Word Dictionary Structure

The Word Dictionary

The Word Dictionary is a set of word dictionary records (see a figure below). Each record consists of entry information, grammatical information, semantic information, and pragmatic and supplementary information.
Entry information consists of the headword, the portion of the word that is invariable during inflection, the adjacency attribute pair, pronunciation, and kana notation for the Japanese Word Dictionary and in the English Word Dictionary, syllable division. The headword describes the root form of a word when it inflects regularly or the inflected form if it has an irregular inflection. Words that don't inflect are described as they are.
The invariable portion of a headword is the string of characters that is common to all the inflected forms of the word, and is not necessarily the word stem. This term is used synonymously with 'morpheme' in this document. Adjacency attributes are symbols that indicate the morphological restrictions on the adjacent words or morphemes in a sentence. Kana notation and pronunciation in the Japanese Word Dictionary and syllable division and pronunciation in the English Word Dictionary are given for single-word entries. The kana notation provides the reading for each of the kana-kanji written notation for the invariable portion of the headword. When inputting a word, this information can be used in kana-kanji conversion in word processing. In the English Word Dictionary, the syllable division is described and provides information for hyphenation. Pronunciation information provides information that can be used for speech synthesis, and is described with katakana and stress symbols in the Japanese Word Dictionary, and in the International Phonetic Alphabet (IPA) for the English Word Dictionary.
Grammatical information in the Japanese Word Dictionary consists of the part of speech, a syntactic tree, conjugation, surface cases, aspect information, and function word information. In the English Dictionary, the part of speech, a syntactic tree, inflection, grammatical attributes, and function word information are provided. The information provided in the grammatical information section can be used to find the syntactic structure of a sentence in syntactic analysis, or to determine the sentence structure during syntactic generation. A syntactic tree is provided for word entries that consist of more than one word. In the Japanese Word Dictionary, function word information is provided for particles, auxiliary verbs, formal nouns, numerals, and conjunctions. In the English Word Dictionary, it is provided for prepositions, auxiliary verbs, coordinate conjunctions, subordinate conjunctions, conjunctive adverbs, relative pronouns, relative adverbs, interrogative pronouns, interrogative adverbs, and their equivalents. In the Japanese Word Dictionary, information on conjugation is provided for predicates (verbs, adjectives, adjectival nouns) and auxiliary verbs, and information on surface cases is provided for predicates. Aspect information is provided for verbs. In the English Word Dictionary, inflection information is provided for verbs, nouns, pronouns, adjectives, adverbs, and inflectional endings. Grammatical attributes show the grammatical behavior of verbs, nouns, adjectives, adverbs, and determiners.
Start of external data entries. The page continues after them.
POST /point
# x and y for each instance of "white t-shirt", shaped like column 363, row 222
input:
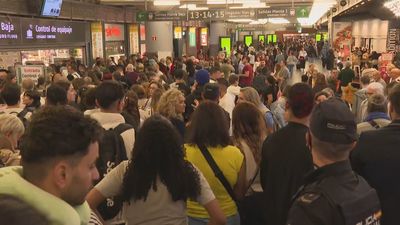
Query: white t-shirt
column 159, row 208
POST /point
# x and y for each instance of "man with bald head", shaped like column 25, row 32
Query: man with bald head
column 376, row 75
column 376, row 157
column 372, row 88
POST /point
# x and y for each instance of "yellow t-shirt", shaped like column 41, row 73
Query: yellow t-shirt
column 229, row 159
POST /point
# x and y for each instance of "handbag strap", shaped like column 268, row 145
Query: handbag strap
column 217, row 171
column 374, row 124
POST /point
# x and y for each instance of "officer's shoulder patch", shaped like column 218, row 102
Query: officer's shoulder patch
column 308, row 198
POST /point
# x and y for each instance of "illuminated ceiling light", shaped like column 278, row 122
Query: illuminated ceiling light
column 191, row 7
column 278, row 21
column 241, row 20
column 394, row 6
column 223, row 2
column 259, row 21
column 166, row 2
column 318, row 9
column 251, row 5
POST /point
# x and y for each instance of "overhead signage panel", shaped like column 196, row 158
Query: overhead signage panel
column 114, row 32
column 50, row 31
column 9, row 31
column 273, row 12
column 223, row 14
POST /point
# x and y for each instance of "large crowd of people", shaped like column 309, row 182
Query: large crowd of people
column 210, row 140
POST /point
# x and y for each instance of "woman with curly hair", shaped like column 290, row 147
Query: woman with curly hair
column 249, row 133
column 249, row 94
column 172, row 105
column 158, row 180
column 131, row 110
column 208, row 130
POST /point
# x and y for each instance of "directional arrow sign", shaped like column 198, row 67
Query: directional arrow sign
column 302, row 12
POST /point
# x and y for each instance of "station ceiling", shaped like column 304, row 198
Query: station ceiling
column 148, row 4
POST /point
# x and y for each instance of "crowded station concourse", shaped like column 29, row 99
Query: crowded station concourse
column 195, row 112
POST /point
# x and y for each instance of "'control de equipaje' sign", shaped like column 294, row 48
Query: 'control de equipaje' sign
column 9, row 31
column 38, row 31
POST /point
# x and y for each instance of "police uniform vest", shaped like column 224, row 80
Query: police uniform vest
column 351, row 201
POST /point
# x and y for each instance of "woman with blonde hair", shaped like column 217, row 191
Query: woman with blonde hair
column 249, row 94
column 172, row 106
column 11, row 130
column 249, row 133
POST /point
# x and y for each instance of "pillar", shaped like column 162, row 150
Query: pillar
column 217, row 29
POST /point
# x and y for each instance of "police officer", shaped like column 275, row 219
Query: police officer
column 333, row 193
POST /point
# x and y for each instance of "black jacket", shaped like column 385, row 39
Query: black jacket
column 286, row 160
column 376, row 157
column 335, row 195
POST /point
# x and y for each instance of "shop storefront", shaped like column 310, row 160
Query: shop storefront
column 41, row 41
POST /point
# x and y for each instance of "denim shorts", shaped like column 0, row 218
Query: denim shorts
column 230, row 220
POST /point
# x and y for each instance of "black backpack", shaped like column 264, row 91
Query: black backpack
column 111, row 153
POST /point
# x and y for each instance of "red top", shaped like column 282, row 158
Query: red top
column 247, row 81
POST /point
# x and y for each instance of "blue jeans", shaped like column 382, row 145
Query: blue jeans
column 231, row 220
column 291, row 67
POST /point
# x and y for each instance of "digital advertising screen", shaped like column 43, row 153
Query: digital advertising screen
column 225, row 43
column 261, row 38
column 51, row 7
column 248, row 40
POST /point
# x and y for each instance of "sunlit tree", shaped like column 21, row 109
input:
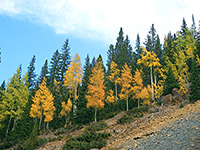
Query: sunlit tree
column 125, row 82
column 96, row 93
column 73, row 78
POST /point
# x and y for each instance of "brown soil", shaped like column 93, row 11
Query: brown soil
column 141, row 127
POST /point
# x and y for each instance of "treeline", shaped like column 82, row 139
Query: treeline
column 65, row 94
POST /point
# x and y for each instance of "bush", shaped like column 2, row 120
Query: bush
column 125, row 119
column 105, row 115
column 97, row 126
column 181, row 105
column 42, row 141
column 86, row 141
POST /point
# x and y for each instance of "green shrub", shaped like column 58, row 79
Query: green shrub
column 86, row 141
column 181, row 105
column 42, row 141
column 76, row 145
column 105, row 115
column 97, row 126
column 125, row 119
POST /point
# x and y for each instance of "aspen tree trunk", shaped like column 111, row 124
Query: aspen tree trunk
column 152, row 91
column 74, row 109
column 116, row 90
column 95, row 114
column 138, row 102
column 8, row 126
column 47, row 128
column 127, row 102
column 155, row 78
column 40, row 122
column 14, row 124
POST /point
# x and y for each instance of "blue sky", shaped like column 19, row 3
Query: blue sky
column 40, row 27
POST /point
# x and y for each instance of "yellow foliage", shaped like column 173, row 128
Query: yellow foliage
column 115, row 72
column 198, row 60
column 66, row 108
column 43, row 103
column 110, row 97
column 137, row 84
column 146, row 95
column 96, row 94
column 73, row 75
column 125, row 82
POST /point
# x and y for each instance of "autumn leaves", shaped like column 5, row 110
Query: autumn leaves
column 127, row 87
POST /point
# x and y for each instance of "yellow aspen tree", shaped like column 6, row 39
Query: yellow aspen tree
column 125, row 82
column 43, row 104
column 137, row 85
column 110, row 97
column 96, row 93
column 73, row 78
column 186, row 47
column 66, row 109
column 114, row 76
column 14, row 100
column 149, row 59
column 146, row 95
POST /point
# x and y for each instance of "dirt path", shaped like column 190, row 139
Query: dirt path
column 149, row 125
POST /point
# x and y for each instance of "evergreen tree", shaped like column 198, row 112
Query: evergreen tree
column 55, row 71
column 2, row 88
column 73, row 79
column 148, row 43
column 44, row 72
column 125, row 82
column 14, row 100
column 152, row 34
column 111, row 54
column 32, row 74
column 83, row 114
column 184, row 28
column 43, row 104
column 138, row 47
column 100, row 61
column 65, row 59
column 169, row 48
column 198, row 41
column 193, row 28
column 158, row 49
column 195, row 81
column 119, row 48
column 93, row 62
column 170, row 82
column 96, row 94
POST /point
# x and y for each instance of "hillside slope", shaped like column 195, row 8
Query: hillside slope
column 173, row 126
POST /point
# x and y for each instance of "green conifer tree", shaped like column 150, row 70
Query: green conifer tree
column 195, row 81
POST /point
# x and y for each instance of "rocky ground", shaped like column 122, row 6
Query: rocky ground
column 171, row 128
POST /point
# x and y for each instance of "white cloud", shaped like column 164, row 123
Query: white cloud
column 101, row 20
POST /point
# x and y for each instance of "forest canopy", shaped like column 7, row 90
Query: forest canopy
column 65, row 93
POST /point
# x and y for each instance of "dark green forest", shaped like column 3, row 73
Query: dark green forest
column 66, row 95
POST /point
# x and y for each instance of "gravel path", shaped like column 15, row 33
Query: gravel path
column 182, row 134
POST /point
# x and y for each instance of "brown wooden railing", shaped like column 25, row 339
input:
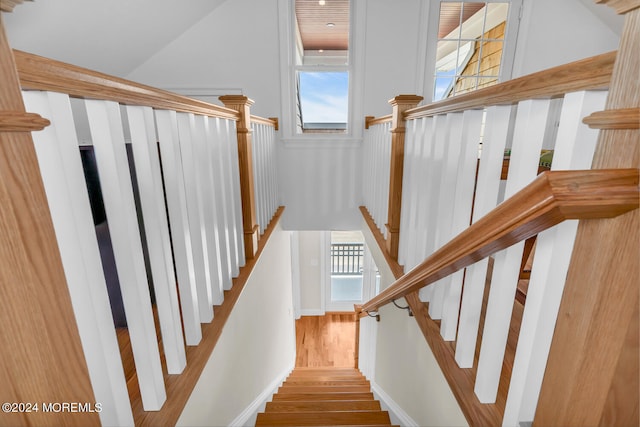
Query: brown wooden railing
column 552, row 198
column 604, row 257
column 209, row 169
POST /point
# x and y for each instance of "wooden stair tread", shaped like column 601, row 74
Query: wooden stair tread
column 323, row 418
column 323, row 396
column 324, row 389
column 323, row 405
column 328, row 382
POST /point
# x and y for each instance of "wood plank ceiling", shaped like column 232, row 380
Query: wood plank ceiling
column 450, row 18
column 313, row 19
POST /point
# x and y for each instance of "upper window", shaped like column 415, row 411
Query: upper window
column 470, row 47
column 322, row 65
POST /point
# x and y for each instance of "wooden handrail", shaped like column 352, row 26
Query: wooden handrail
column 271, row 121
column 39, row 73
column 622, row 118
column 589, row 73
column 550, row 199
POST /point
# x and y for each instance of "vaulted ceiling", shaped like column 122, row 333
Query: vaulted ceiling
column 112, row 36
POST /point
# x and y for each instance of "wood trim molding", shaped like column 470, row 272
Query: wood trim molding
column 18, row 121
column 242, row 105
column 621, row 6
column 622, row 118
column 590, row 73
column 550, row 199
column 179, row 387
column 40, row 73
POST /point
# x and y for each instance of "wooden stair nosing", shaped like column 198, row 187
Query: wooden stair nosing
column 323, row 396
column 322, row 405
column 332, row 382
column 324, row 389
column 323, row 418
The semantic information consists of concept identifiers. Headconcept and concept explications are provided as accompanying information. The concept identifier is a numerical expression and provides information on concepts, the basic constituent of the Concept Dictionary. It is provided in order to preserve the identity of a concept in its various relations. The headconcept is a representative word that is the most appropriate in expressing the concept identified by the concept identifier. The concept explication is an explanation written in natural language for the purpose of assisting humans in differentiating one concept from another. The concepts are similar to word senses in paper-based dictionaries, and provide the information necessary to discriminate meanings of words. Unlike paper-based dictionaries, these concepts are language independent. Every word dictionary record has a concept identifier to link the Word Dictionary and the Concept Dictionary.
The pragmatic and supplementary information consists of usage and frequency. This information can be used for likelihood evaluation in sentence analysis and generation.